20 Dividend Features


Dividends typically come in the form of cash from earnings that a company will pay out to it's respective shareholders. However, to oversimplify this topic, any investment whether it's a companies publicly traded stock, a mutual fund that owns numerous stocks, a bond, real estate investment trust, master limited partnership or any of the roughly 30 various asset classes that investors can choose from, if it's pays dividends, interest, income, yield, return of capital or any other cash flow then we'll consider that a "DIVIDEND". 20 Common Dividend Features:

DEPENDABILITY--Dividend paying companies are typically in a position and well established seasoned companies that give cash flow to their shareholders either semi-annually, most often quarterly and in some cases monthly.

CERTAINTY--Whether the markets are up or down, most dividends continue to be paid. While not all dividends are certain, they do provide some certainty.

SAFETY--Companies that have excess cash pay dividends or buy back stock. Companies with excess cash are more financially sound

INCOME--Dividend income can dampen portfolio volatility and offset fees paid to your advisor or brokerage firm.

GROWTH--Dividends don't have to be from only large value companies, they can be from mid cap growth or large cap growth companies. Don't confuse dividends with lack of growth.

QUALITY--Dividends provide investors a more disciplined and systematic approach to achieve their financial goals over the more complex, actively trading, market timing approach.

RETIREMENT INCOME--Dividends can provide retirement income to supplement social security, pensions and rental income to maintain your quality of life in retirement.

COMPOUNDING--Dividends can be reinvested to buy more shares of the same investment and as those positions grow in size the dividends should grow in size. Dividends don't have to be reinvested in the same position, but they can be paid directly to shareholders or perhaps carved out to a seperate buck inside your brokerage account to purchase other investment vehicles.
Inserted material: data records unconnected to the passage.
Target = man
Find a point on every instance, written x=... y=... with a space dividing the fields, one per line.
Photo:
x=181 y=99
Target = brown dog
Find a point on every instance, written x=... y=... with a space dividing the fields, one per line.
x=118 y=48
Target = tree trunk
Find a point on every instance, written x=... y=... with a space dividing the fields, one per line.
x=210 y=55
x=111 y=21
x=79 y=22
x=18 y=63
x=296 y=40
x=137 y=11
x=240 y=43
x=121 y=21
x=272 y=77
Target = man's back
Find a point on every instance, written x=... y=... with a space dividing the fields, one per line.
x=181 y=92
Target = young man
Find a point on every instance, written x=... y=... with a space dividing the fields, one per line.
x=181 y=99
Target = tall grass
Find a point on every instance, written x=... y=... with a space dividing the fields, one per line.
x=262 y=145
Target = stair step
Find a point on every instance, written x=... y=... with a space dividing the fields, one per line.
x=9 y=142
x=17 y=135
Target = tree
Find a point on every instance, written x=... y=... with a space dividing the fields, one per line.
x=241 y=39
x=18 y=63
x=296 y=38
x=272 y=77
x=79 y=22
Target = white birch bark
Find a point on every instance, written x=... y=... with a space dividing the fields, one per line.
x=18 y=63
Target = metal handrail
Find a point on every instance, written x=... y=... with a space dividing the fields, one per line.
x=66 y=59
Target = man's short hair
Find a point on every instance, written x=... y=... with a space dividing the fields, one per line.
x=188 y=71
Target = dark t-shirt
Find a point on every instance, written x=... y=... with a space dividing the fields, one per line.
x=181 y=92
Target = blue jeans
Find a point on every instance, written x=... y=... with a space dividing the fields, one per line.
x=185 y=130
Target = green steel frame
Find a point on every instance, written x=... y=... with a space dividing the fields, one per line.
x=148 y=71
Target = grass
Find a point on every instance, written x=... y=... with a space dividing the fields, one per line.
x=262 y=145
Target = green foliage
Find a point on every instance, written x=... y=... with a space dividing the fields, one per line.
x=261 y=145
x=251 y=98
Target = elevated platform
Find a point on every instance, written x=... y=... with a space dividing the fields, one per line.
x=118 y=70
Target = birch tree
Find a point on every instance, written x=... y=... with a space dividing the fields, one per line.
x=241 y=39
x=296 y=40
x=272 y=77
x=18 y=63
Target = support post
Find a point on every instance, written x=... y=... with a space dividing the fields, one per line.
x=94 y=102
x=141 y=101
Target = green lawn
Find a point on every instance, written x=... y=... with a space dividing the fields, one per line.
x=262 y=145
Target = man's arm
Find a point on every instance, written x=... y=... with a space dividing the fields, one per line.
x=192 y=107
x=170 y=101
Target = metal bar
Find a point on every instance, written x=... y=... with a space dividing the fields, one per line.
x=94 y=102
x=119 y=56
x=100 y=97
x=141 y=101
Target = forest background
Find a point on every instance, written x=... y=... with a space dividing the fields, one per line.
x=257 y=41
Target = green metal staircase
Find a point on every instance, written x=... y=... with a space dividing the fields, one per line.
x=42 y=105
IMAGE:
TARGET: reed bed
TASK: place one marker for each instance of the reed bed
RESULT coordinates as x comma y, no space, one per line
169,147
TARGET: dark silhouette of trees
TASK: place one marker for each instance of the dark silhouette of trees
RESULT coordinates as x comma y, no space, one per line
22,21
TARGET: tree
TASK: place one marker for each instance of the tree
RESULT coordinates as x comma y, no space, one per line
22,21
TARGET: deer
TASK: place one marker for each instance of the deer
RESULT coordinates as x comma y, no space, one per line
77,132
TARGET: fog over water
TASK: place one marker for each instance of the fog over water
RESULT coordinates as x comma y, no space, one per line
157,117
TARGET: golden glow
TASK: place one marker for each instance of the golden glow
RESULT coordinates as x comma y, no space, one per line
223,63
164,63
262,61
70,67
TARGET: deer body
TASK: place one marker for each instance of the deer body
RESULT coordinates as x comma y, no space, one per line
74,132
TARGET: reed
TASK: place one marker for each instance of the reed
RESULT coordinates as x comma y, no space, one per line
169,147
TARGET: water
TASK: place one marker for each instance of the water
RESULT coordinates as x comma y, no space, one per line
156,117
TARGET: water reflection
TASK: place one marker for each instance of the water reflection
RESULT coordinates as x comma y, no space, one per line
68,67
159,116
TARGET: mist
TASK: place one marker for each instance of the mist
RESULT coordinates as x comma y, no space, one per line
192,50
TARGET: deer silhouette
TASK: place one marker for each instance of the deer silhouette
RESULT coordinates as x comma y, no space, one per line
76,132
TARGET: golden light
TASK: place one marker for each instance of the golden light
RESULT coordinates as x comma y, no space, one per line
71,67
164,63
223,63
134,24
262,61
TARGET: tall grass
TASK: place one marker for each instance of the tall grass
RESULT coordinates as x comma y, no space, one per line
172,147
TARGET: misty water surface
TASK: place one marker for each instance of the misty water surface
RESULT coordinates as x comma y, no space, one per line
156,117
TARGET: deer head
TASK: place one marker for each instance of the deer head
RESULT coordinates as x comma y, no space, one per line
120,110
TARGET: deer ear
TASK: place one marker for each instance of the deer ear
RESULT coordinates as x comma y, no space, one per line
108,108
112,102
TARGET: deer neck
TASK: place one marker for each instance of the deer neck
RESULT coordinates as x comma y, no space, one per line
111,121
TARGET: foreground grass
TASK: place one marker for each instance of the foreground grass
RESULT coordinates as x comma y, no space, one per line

INFLATION--Dividends in todays low interest rate environment can help your money keep up or potentially outpace inflation. Many companies have tremendous historical track records of dividend increases which can outpace inflation.

VOLATILITY--Market volatility is often irrational, but a steady stream of dividends year in and year out can help minimize portfolio volatility and provide stability and minimize adverse market impacts.

RISK MANAGEMENT--Investments that don't pay dividends are considered speculative or growth oriented. Earnings growth isn't as consistent as dividend growth and dividends are paid from actual cash, which can't typically be manipulated through fraud and gimmicky accounting. In addition, companies that pay dividends typically trade at reasonable multiples relative to high PE growth companies like many dot.com stocks that had little to no earnings.

STEWARDSHIP--Companies that return cash to their shareholders and even grow that cash over time are a good indication that management is efficient and focused on running a quality company. Good stewardship of capital through dividends is important to good companies, with able management and sustainable business models.

CONTROL--Investors can't control the markets, but they can control their fees, the prices they pay, their asset allocation strategy, their risk tolerance and dividend cash flow their portfolio is expected to generate. Dividends can also help control your emotions and guide your investment discipline.

SIMPLICITY--Complexity is often an investors worst enemy. Dividends are a time tested, disciplined and low maintenace way to manage the complexity of the world financial markets.

WORKING CAPITAL--Money invested in companies that don't pay dividends like biotech stocks or commodities like gold can only make money if they appreciate. Why not have your money working for you and paying you over time.

RETURN--Depending on the study and when you measure it, dividends have accounted for over 40% of an investors return in stocks and account for roughly 70% on fixed income returns. Dividends provide a fairly measurable amount of return.

PRINCIPAL PROTECTION--Dividends paid to investors to supplement their social security or as their only source of income in retirement can prevent you from having to dip into your principal.

BALANCE--Capital gains and dividends are now taxed at the same rate, providing investors a level and balanced playing field with respect to the taxation impact on their portfolio.

SOCIALLY RESPONSIBLE-Socially responsible means sustainable, socially concious and ethical. I'm not referring to avoiding guns, alcohol and tobacco companies but dividends meet all three SRI criteria.

CASH IS KING--I don't know who coined the phrase "cash is king", but there are many pearls of widsom in those words. Or as Randy Moss once said "straight cash homey".

Enron, Lehman Brother and General Motors all paid dividends to their shareholders. Dividends do not eliminate all business and management risks. Investing does involve risk including loss of principal and as always past performance is not indicative of future returns.